Moraes impõe prisão domiciliar a Bolsonaro

O ministro Alexandre de Moraes, do Supremo Tribunal Federal (STF), determinou nesta segunda-feira (4) a prisão domiciliar do ex-presidente Jair Bolsonaro (PL). Além da restrição de liberdade, Moraes também proibiu visitas ao ex-presidente e mandou apreender aparelhos eletrônicos em sua residência. A Polícia Federal recolheu ao menos um celular durante a operação.

A medida se baseia em postagens feitas por aliados e filhos de Bolsonaro nas redes sociais, que, segundo Moraes, teriam “claro conteúdo de incentivo e instigação a ataques ao Supremo Tribunal Federal e apoio ostensivo à intervenção estrangeira no Poder Judiciário brasileiro”.

Uma dessas publicações foi feita no domingo (3) pelo senador Flávio Bolsonaro (PL-RJ), destacando atos pacíficos realizados por apoiadores em diversas cidades brasileiras. Apesar de não haver incitação à violência, a manifestação pública foi interpretada como ofensiva à Corte.

A decisão de Moraes reforça o entendimento de juristas e parlamentares conservadores de que há um avanço preocupante do Judiciário sobre as liberdades individuais e a atuação política legítima da oposição. Para setores da direita, o Supremo tem ultrapassado os limites constitucionais e tratado com mão de ferro qualquer manifestação contrária à sua atuação.

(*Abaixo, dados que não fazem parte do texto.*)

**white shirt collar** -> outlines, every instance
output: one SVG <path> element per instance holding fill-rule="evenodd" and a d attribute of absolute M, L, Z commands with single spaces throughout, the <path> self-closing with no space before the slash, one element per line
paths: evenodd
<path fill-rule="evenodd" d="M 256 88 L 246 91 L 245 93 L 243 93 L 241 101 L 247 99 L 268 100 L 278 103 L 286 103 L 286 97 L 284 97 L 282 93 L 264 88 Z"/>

O ex-presidente Bolsonaro, que já é alvo de diversos inquéritos conduzidos por Moraes, continua sendo uma figura central no debate político nacional, mesmo fora do poder. Seus apoiadores veem na decisão mais um exemplo do uso do Judiciário para calar vozes conservadoras e criminalizar posicionamentos ideológicos.

A defesa de Jair Bolsonaro ainda não se pronunciou oficialmente. Nos bastidores, aliados consideram a medida como um “ato extremo e injustificável” que fere o Estado de Direito e transforma divergência política em caso de polícia.